Costumes don’t need to be confined to the drama department. They are engaging, hands-on ways to explore history, cultures, commerce, and geography. They can be used to enhance the study of literature through role playing and can add to the excitement of writing by adding a dramatic portrayal of story lines. Children benefit from the tactile experience of working with different textiles and thinking about what garment style says about the wearer. Costumes are an excellent way to combine literacy, mathematics, art, and social studies, and they involve problem solving, critical thinking, and visual literacy.
There are two simple no-sew costume structures: the tunic and the skirt/cape.
Suggested materials: Fabric, hot glue, and optional decorative materials include buttons and trim
How to make a tunic:
- Begin with a length of material which has been measured to fit the person wearing it. You can decide on the length by measuring the wearer from shoulder to waist/knees or to the floor. You’ll want to double the length to make sure the fabric covers the wearer from the front and back. Make sure you also decide on the width needed to fit the body and if you want to create a sleeve.
- You can also choose what kind of fabric will suit your character. (The MFTA warehouse offers a variety of large rolls and pieces in many different materials). For example, a peasant might ware a tunic made of burlap or rough material, but a king might wear velvet or satin. Fabric choice and applying detailed decoration will really give your tunic its style.
- Fold the fabric in half so you have a fold at the top, like a placard.
- Fold in half lengthwise by bringing together the two outside edges.
- Cut a small diagonal opening across the top corner. The raw edges will be sleeves.
- Open up and you will have the beginnings of the tunic.
Make sleeves: Determine the style and length and cut into the sides of the tunic. You can hot glue sides, tape, add buttons, or lace them.
Change the look: Cut a different neck shape or opening in the front. You can also think about layering different lengths or fabric types, add a side closure to the garment, or belt it high or low or only in the front to create a dress/cape effect.
Make a vest: Make a shorter tunic and open the front with a slit from the neck.
Make a collar: Start with a circle of fabric, fold it, and cut a hole in the middle. This goes over the head and the circle lies across the shoulders. The shape can be modified for different effects. Another collar can be made with a long piece of stiff fabric or cardboard cut to fit the neck edge. Hot glue in place and cover with fabric or trim.
How to make a skirt or cape:
- The minimum width of fabric to completely close a straight hanging gathered waist skirt is 1.5x around the body. For a fuller skirt, add more to the width. Fold the length of fabric in half lengthwise, and then fold again.

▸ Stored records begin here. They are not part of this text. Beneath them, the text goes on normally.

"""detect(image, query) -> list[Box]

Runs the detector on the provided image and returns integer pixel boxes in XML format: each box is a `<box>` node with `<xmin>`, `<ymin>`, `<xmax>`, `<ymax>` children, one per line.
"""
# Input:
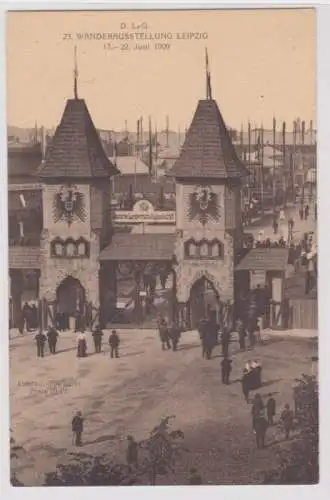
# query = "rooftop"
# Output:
<box><xmin>236</xmin><ymin>248</ymin><xmax>289</xmax><ymax>271</ymax></box>
<box><xmin>38</xmin><ymin>99</ymin><xmax>117</xmax><ymax>179</ymax></box>
<box><xmin>100</xmin><ymin>233</ymin><xmax>175</xmax><ymax>261</ymax></box>
<box><xmin>169</xmin><ymin>99</ymin><xmax>248</xmax><ymax>179</ymax></box>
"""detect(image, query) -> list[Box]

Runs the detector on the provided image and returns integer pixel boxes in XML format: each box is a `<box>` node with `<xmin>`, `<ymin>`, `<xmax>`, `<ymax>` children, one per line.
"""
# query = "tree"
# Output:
<box><xmin>264</xmin><ymin>374</ymin><xmax>319</xmax><ymax>484</ymax></box>
<box><xmin>140</xmin><ymin>416</ymin><xmax>187</xmax><ymax>485</ymax></box>
<box><xmin>44</xmin><ymin>453</ymin><xmax>138</xmax><ymax>486</ymax></box>
<box><xmin>158</xmin><ymin>186</ymin><xmax>165</xmax><ymax>210</ymax></box>
<box><xmin>44</xmin><ymin>417</ymin><xmax>184</xmax><ymax>486</ymax></box>
<box><xmin>10</xmin><ymin>429</ymin><xmax>25</xmax><ymax>486</ymax></box>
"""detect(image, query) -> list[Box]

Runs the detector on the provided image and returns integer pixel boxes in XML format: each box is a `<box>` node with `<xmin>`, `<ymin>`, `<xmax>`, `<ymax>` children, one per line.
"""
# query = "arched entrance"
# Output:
<box><xmin>56</xmin><ymin>276</ymin><xmax>85</xmax><ymax>317</ymax></box>
<box><xmin>189</xmin><ymin>276</ymin><xmax>222</xmax><ymax>329</ymax></box>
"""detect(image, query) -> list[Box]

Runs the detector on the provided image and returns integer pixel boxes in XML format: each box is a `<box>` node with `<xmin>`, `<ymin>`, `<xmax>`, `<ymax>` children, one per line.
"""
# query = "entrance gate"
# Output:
<box><xmin>189</xmin><ymin>277</ymin><xmax>224</xmax><ymax>329</ymax></box>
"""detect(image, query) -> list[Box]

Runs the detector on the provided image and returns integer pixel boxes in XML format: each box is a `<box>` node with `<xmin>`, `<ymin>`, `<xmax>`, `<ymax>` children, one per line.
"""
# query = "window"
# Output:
<box><xmin>211</xmin><ymin>241</ymin><xmax>220</xmax><ymax>258</ymax></box>
<box><xmin>78</xmin><ymin>242</ymin><xmax>86</xmax><ymax>257</ymax></box>
<box><xmin>66</xmin><ymin>243</ymin><xmax>75</xmax><ymax>257</ymax></box>
<box><xmin>188</xmin><ymin>242</ymin><xmax>197</xmax><ymax>257</ymax></box>
<box><xmin>54</xmin><ymin>243</ymin><xmax>63</xmax><ymax>257</ymax></box>
<box><xmin>200</xmin><ymin>242</ymin><xmax>209</xmax><ymax>258</ymax></box>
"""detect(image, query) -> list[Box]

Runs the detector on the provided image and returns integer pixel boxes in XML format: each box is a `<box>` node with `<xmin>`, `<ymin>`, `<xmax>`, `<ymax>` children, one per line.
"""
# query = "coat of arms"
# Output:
<box><xmin>53</xmin><ymin>185</ymin><xmax>86</xmax><ymax>226</ymax></box>
<box><xmin>189</xmin><ymin>186</ymin><xmax>220</xmax><ymax>226</ymax></box>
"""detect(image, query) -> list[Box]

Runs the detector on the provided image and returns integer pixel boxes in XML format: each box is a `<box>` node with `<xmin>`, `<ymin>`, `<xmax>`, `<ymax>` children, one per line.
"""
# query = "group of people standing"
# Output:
<box><xmin>17</xmin><ymin>302</ymin><xmax>39</xmax><ymax>335</ymax></box>
<box><xmin>251</xmin><ymin>393</ymin><xmax>294</xmax><ymax>448</ymax></box>
<box><xmin>157</xmin><ymin>314</ymin><xmax>181</xmax><ymax>351</ymax></box>
<box><xmin>34</xmin><ymin>325</ymin><xmax>120</xmax><ymax>358</ymax></box>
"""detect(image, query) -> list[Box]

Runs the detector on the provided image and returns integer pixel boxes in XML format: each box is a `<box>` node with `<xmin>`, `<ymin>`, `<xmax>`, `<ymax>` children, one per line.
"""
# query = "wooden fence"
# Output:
<box><xmin>289</xmin><ymin>298</ymin><xmax>318</xmax><ymax>330</ymax></box>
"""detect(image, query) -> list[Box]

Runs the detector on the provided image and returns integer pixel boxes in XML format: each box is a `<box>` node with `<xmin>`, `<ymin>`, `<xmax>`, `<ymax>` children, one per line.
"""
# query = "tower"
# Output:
<box><xmin>171</xmin><ymin>97</ymin><xmax>247</xmax><ymax>328</ymax></box>
<box><xmin>38</xmin><ymin>94</ymin><xmax>118</xmax><ymax>316</ymax></box>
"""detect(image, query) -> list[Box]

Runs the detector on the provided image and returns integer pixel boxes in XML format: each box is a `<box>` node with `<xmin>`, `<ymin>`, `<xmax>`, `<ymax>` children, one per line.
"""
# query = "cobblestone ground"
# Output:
<box><xmin>10</xmin><ymin>330</ymin><xmax>313</xmax><ymax>485</ymax></box>
<box><xmin>245</xmin><ymin>207</ymin><xmax>317</xmax><ymax>243</ymax></box>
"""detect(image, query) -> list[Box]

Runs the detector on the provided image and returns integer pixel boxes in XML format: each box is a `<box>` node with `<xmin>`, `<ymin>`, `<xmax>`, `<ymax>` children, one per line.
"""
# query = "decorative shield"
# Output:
<box><xmin>189</xmin><ymin>185</ymin><xmax>220</xmax><ymax>225</ymax></box>
<box><xmin>53</xmin><ymin>185</ymin><xmax>86</xmax><ymax>226</ymax></box>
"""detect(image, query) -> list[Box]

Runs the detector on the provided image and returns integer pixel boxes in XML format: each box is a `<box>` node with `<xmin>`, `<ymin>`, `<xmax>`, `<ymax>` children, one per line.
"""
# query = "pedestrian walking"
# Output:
<box><xmin>34</xmin><ymin>332</ymin><xmax>47</xmax><ymax>358</ymax></box>
<box><xmin>236</xmin><ymin>318</ymin><xmax>246</xmax><ymax>350</ymax></box>
<box><xmin>304</xmin><ymin>205</ymin><xmax>309</xmax><ymax>220</ymax></box>
<box><xmin>188</xmin><ymin>467</ymin><xmax>203</xmax><ymax>486</ymax></box>
<box><xmin>109</xmin><ymin>330</ymin><xmax>120</xmax><ymax>358</ymax></box>
<box><xmin>168</xmin><ymin>324</ymin><xmax>181</xmax><ymax>351</ymax></box>
<box><xmin>254</xmin><ymin>413</ymin><xmax>268</xmax><ymax>449</ymax></box>
<box><xmin>221</xmin><ymin>326</ymin><xmax>230</xmax><ymax>357</ymax></box>
<box><xmin>47</xmin><ymin>326</ymin><xmax>59</xmax><ymax>354</ymax></box>
<box><xmin>251</xmin><ymin>392</ymin><xmax>264</xmax><ymax>431</ymax></box>
<box><xmin>266</xmin><ymin>393</ymin><xmax>276</xmax><ymax>425</ymax></box>
<box><xmin>281</xmin><ymin>404</ymin><xmax>293</xmax><ymax>439</ymax></box>
<box><xmin>71</xmin><ymin>411</ymin><xmax>84</xmax><ymax>446</ymax></box>
<box><xmin>242</xmin><ymin>368</ymin><xmax>250</xmax><ymax>403</ymax></box>
<box><xmin>92</xmin><ymin>325</ymin><xmax>103</xmax><ymax>354</ymax></box>
<box><xmin>126</xmin><ymin>436</ymin><xmax>139</xmax><ymax>469</ymax></box>
<box><xmin>221</xmin><ymin>356</ymin><xmax>232</xmax><ymax>385</ymax></box>
<box><xmin>157</xmin><ymin>316</ymin><xmax>171</xmax><ymax>351</ymax></box>
<box><xmin>77</xmin><ymin>332</ymin><xmax>87</xmax><ymax>358</ymax></box>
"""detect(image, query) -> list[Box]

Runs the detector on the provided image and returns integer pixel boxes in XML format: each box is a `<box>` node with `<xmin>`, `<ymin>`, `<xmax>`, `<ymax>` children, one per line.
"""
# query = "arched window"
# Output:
<box><xmin>188</xmin><ymin>241</ymin><xmax>197</xmax><ymax>257</ymax></box>
<box><xmin>211</xmin><ymin>241</ymin><xmax>220</xmax><ymax>259</ymax></box>
<box><xmin>66</xmin><ymin>242</ymin><xmax>75</xmax><ymax>257</ymax></box>
<box><xmin>199</xmin><ymin>241</ymin><xmax>209</xmax><ymax>259</ymax></box>
<box><xmin>78</xmin><ymin>241</ymin><xmax>86</xmax><ymax>257</ymax></box>
<box><xmin>54</xmin><ymin>243</ymin><xmax>63</xmax><ymax>257</ymax></box>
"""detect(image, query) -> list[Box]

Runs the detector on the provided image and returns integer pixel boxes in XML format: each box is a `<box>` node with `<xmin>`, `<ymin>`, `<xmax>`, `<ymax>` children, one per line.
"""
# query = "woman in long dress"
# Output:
<box><xmin>77</xmin><ymin>332</ymin><xmax>87</xmax><ymax>358</ymax></box>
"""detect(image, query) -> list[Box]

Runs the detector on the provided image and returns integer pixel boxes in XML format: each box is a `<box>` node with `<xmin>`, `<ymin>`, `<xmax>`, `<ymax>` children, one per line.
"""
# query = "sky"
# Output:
<box><xmin>7</xmin><ymin>9</ymin><xmax>316</xmax><ymax>131</ymax></box>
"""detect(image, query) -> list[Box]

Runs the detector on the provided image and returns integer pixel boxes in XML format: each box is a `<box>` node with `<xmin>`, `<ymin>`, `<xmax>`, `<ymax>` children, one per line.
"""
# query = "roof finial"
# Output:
<box><xmin>73</xmin><ymin>45</ymin><xmax>78</xmax><ymax>99</ymax></box>
<box><xmin>205</xmin><ymin>47</ymin><xmax>212</xmax><ymax>100</ymax></box>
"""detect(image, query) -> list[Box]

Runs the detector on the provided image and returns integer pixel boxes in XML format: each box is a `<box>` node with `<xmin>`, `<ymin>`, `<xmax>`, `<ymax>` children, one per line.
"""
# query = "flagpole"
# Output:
<box><xmin>273</xmin><ymin>116</ymin><xmax>277</xmax><ymax>212</ymax></box>
<box><xmin>149</xmin><ymin>116</ymin><xmax>152</xmax><ymax>177</ymax></box>
<box><xmin>73</xmin><ymin>45</ymin><xmax>78</xmax><ymax>99</ymax></box>
<box><xmin>260</xmin><ymin>123</ymin><xmax>264</xmax><ymax>212</ymax></box>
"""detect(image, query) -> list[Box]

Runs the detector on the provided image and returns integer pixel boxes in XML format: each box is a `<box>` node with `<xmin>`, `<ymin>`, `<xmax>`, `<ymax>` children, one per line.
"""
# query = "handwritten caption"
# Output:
<box><xmin>17</xmin><ymin>379</ymin><xmax>79</xmax><ymax>395</ymax></box>
<box><xmin>62</xmin><ymin>22</ymin><xmax>208</xmax><ymax>52</ymax></box>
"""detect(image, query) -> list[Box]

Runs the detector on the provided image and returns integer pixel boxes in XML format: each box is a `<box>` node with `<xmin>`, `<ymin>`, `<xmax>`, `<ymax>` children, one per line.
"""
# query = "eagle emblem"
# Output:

- Fold over the top edge of the fabric about 2 inches.
- Cut 1/2 inch slits in top folded over edge, every 2 inches. This creates an envely spaced series of slits to weave the cord through the waist.
- Open up the fold and weave the cord in and out of the top slits to create a tie-able waist closure.
The same guidelines apply to making a cape.
Make an easy stretchy skirt: A flowing graceful skirt with an irregular hem can be made from any stretchy fabric. Decide on the length of the skirt and then cut a square of material that measures approximately from the waist to the chosen length. Fold the fabric diagonally in half and then fold diagonally in half. Cut a small opening in the folded corner (this is the hole for the waist). Pull the skirt on over the head and adjust the opening for a comfortable fit. Create different looks by layering different length skirts.